[Boston—Monday, 4 May 1868]

May 4th A bright sun at length and fresh West Wind but we are both of us ill with colds and have scarcely sense enough to recognize anything. We still remember in our uprisings and downsittings the happiness of those wanderers who are at length at rest in their own homes.

Sometimes this strange world seems like such a phantom scene to me that I feel like passing my hands before my eyes to be quite sure—but again, and this is truth, however unreal these realities may be to us, all the force of God’s spirit working in us, all the undivided energy is required to do the work of the hours.

I am reading Madame Roland steadily but she appears to me a far less noble type of woman than I had supposed. The honesty of her mémoires however is something “redoutabble” and I suppose I hardly allow enough to the fact that she is writing of herself. Mr.
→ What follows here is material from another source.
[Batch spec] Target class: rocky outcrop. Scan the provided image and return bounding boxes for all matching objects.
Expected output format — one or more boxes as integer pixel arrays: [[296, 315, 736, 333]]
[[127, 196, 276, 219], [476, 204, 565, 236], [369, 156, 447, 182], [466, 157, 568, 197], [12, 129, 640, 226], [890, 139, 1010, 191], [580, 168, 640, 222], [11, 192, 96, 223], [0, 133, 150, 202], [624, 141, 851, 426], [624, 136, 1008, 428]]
Emerson has returned from N.Y. He popped into Jamie’s room saying “How is the guardian and maintainer of us all?”

They soon “fell to talking” of New York. “What a dear place!” said J.T.F. “Yes and Mrs Botta is the dearest creature in it” replied the philosopher, prettily turning from J.’s prosaic remark regarding expenditure to pay a deserved compliment to his sweet hostess.

Perhaps dear Dickens wrote to us from Queenstown. We have both a dim hope of this.